D’avoir profondément médité le problème pour mon territoire, me permet aujourd’hui d’attirer l’attention de mes collègues sur la nécessité d’aborder avec sang-froid, avec clairvoyance, les questions qu’il s’agit de résoudre actuellement.
On cherche des références dans le passé et l’on dit : « Un sénateur de la Martinique, un sénateur de la Guadeloupe avaient, il y cinquante-six ans, réclamé l’assimilation que nous demandons aujourd’hui.
On remonte plus loin encore et l’on déclare que l’assemblée coloniale de la Guadeloupe, en 1836, avait exposé une semblable revendication. Non! Certes, l’assemblée coloniale de 1836 était composée de colons esclavagistes. Le régime censitaire ne permettait, en effet, qu’aux esclavagistes de trouver place dans les anciennes assemblées coloniales.
Ce que réclamaient les membres de cette assemblée coloniale de 1836, c’était le droit d’établir souverainement un budget parce qu’ils avaient le sentiment que, détenant le pouvoir politique, ils sauraient, mieux que l’autorité métropolitaine, servir leurs propres intérêts.
Mais aujourd’hui que, par le jeu de la démocratie et par l’application des principes du suffrage universel , on peut dire que le prolétariat gouverne les assemblées locales, ne sentez-vous pas que cette même revendication sera aussi dictée à la classe prolétarienne par ses intérêts ?
Voilà comment la question se pose en ce moment.
Lorsqu’on me rappelle les propositions de loi de MM. Lagrosillière et Boisneuf, je ne peux oublier que M. Lagrosillière a siégé au palais Bourbon de 1914 à 1939 et que, ayant acquis de l’expérience, il n’a plus insisté pour faire aboutir la proposition qu’il avait élaborée.
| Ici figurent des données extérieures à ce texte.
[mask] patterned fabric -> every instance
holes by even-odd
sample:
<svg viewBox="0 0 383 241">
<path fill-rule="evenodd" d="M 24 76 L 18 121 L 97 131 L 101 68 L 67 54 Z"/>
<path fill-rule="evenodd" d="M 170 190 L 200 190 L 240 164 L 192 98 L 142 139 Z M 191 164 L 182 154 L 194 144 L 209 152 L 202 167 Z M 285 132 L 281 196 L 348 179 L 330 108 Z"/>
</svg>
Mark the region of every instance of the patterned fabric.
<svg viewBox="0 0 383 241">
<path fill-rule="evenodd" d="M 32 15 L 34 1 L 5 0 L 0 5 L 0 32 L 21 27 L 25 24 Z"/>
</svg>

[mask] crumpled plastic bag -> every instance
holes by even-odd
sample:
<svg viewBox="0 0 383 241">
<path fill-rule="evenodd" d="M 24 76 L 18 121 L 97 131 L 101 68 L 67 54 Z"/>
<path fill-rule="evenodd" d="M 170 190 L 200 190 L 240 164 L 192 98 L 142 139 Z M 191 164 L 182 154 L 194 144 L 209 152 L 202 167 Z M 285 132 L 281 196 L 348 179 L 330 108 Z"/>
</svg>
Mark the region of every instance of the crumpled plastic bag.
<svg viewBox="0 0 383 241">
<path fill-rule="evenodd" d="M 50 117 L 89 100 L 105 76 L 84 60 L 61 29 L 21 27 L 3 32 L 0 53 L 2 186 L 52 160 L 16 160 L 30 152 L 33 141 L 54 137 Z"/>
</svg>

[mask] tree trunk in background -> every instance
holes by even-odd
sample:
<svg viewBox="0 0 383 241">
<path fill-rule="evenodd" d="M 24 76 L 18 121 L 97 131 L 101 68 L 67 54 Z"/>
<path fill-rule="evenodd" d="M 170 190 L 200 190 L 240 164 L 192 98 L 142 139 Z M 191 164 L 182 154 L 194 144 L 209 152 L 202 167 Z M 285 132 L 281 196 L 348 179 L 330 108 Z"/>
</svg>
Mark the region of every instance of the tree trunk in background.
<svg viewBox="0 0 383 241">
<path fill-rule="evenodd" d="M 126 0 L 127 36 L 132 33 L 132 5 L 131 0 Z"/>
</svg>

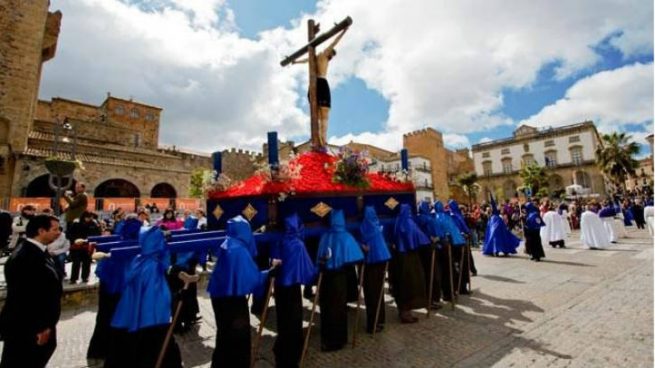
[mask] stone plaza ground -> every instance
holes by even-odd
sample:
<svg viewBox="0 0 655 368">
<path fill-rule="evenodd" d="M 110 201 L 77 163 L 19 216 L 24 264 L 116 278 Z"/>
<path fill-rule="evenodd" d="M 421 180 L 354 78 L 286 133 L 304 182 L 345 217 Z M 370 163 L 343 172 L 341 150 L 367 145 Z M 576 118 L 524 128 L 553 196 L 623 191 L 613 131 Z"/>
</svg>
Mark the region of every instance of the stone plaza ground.
<svg viewBox="0 0 655 368">
<path fill-rule="evenodd" d="M 494 258 L 475 253 L 474 293 L 401 325 L 387 296 L 387 324 L 373 339 L 362 330 L 358 345 L 319 352 L 312 330 L 307 367 L 652 367 L 653 239 L 629 228 L 610 250 L 582 248 L 574 232 L 566 249 L 546 249 L 531 262 L 520 254 Z M 200 293 L 201 323 L 178 335 L 186 367 L 209 367 L 216 326 L 210 300 Z M 305 321 L 311 305 L 306 303 Z M 274 364 L 275 313 L 271 308 L 257 367 Z M 50 367 L 94 367 L 85 353 L 95 307 L 64 310 Z M 354 320 L 351 309 L 349 322 Z M 318 316 L 315 317 L 318 321 Z M 253 334 L 259 320 L 252 316 Z M 352 329 L 351 329 L 352 331 Z M 351 334 L 352 336 L 352 334 Z"/>
</svg>

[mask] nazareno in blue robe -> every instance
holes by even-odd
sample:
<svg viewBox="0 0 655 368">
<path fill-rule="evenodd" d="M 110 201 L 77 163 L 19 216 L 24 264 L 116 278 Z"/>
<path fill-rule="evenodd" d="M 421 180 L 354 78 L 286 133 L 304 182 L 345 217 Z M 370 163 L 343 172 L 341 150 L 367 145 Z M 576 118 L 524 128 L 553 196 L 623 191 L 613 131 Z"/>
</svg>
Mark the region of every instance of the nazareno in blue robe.
<svg viewBox="0 0 655 368">
<path fill-rule="evenodd" d="M 462 236 L 453 217 L 444 211 L 441 201 L 434 202 L 434 218 L 437 220 L 437 226 L 442 229 L 441 231 L 444 233 L 444 237 L 450 236 L 450 242 L 454 247 L 466 245 L 466 239 Z"/>
<path fill-rule="evenodd" d="M 382 234 L 382 225 L 373 206 L 364 207 L 364 218 L 359 225 L 359 232 L 362 244 L 368 247 L 364 259 L 366 264 L 382 263 L 391 259 L 391 252 Z"/>
<path fill-rule="evenodd" d="M 129 332 L 171 320 L 171 292 L 166 282 L 169 255 L 164 233 L 155 226 L 143 227 L 139 244 L 141 253 L 132 261 L 111 322 L 112 327 Z"/>
<path fill-rule="evenodd" d="M 311 285 L 317 272 L 302 239 L 303 227 L 300 218 L 294 213 L 284 219 L 284 226 L 282 240 L 271 247 L 271 258 L 282 260 L 275 283 L 285 287 Z"/>
<path fill-rule="evenodd" d="M 268 270 L 259 271 L 248 242 L 254 237 L 250 224 L 241 216 L 227 222 L 227 238 L 218 247 L 217 261 L 207 285 L 212 298 L 263 294 Z"/>
<path fill-rule="evenodd" d="M 484 233 L 482 254 L 496 255 L 498 253 L 515 254 L 521 240 L 512 234 L 500 217 L 496 202 L 491 198 L 492 214 Z"/>
<path fill-rule="evenodd" d="M 400 213 L 396 217 L 394 240 L 396 250 L 400 253 L 417 250 L 432 243 L 412 218 L 411 207 L 406 203 L 400 205 Z"/>
<path fill-rule="evenodd" d="M 443 238 L 446 234 L 443 231 L 443 228 L 437 224 L 437 220 L 434 216 L 430 213 L 431 210 L 429 202 L 419 202 L 416 224 L 421 228 L 421 230 L 423 230 L 425 235 L 434 238 Z"/>
<path fill-rule="evenodd" d="M 453 218 L 453 221 L 455 222 L 455 225 L 457 225 L 459 231 L 464 234 L 470 234 L 471 230 L 469 229 L 468 225 L 466 225 L 466 220 L 464 220 L 462 211 L 459 210 L 459 204 L 457 201 L 454 199 L 449 200 L 448 208 L 450 209 L 450 217 Z"/>
<path fill-rule="evenodd" d="M 338 270 L 341 267 L 360 262 L 364 253 L 357 240 L 346 230 L 343 210 L 333 209 L 330 215 L 330 229 L 321 236 L 316 254 L 316 263 L 325 261 L 325 269 Z"/>
</svg>

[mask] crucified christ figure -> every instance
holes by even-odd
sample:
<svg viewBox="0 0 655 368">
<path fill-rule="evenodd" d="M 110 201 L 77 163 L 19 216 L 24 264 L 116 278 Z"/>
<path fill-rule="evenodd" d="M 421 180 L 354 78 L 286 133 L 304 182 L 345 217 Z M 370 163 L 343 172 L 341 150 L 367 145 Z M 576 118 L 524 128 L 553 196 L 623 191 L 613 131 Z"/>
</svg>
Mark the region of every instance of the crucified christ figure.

Je me rappelle aussi que Boisneuf qui, en 1915, avait signé une proposition analogue, prenait une position contraire en 1922, dans son Manuel des conseillers généraux des colonies. Au conseil général de la Guadeloupe, dont il était le président il faisait en 1925, adopter une motion qui infirmait sa position initiale.
Que dit Boisneuf dans la préface de son ouvrage, écrite en 1922, sept ans après sa proposition d’assimilation intégrale ? Il dit :
Nous ne saurions, sous peine de périr, nous contenter d’un pseudo-régime d’autonomie financière ou budgétaire.
Il ajoutait :
Qui dit autonomie, dit pouvoir propre de décision. Nous ne voulons nous payer de mots, laisser appeler autonomie ce qui ne saurait qu’assujettissement, laisser qualifier de décentralisation ce qui ne saurait que déconcentration.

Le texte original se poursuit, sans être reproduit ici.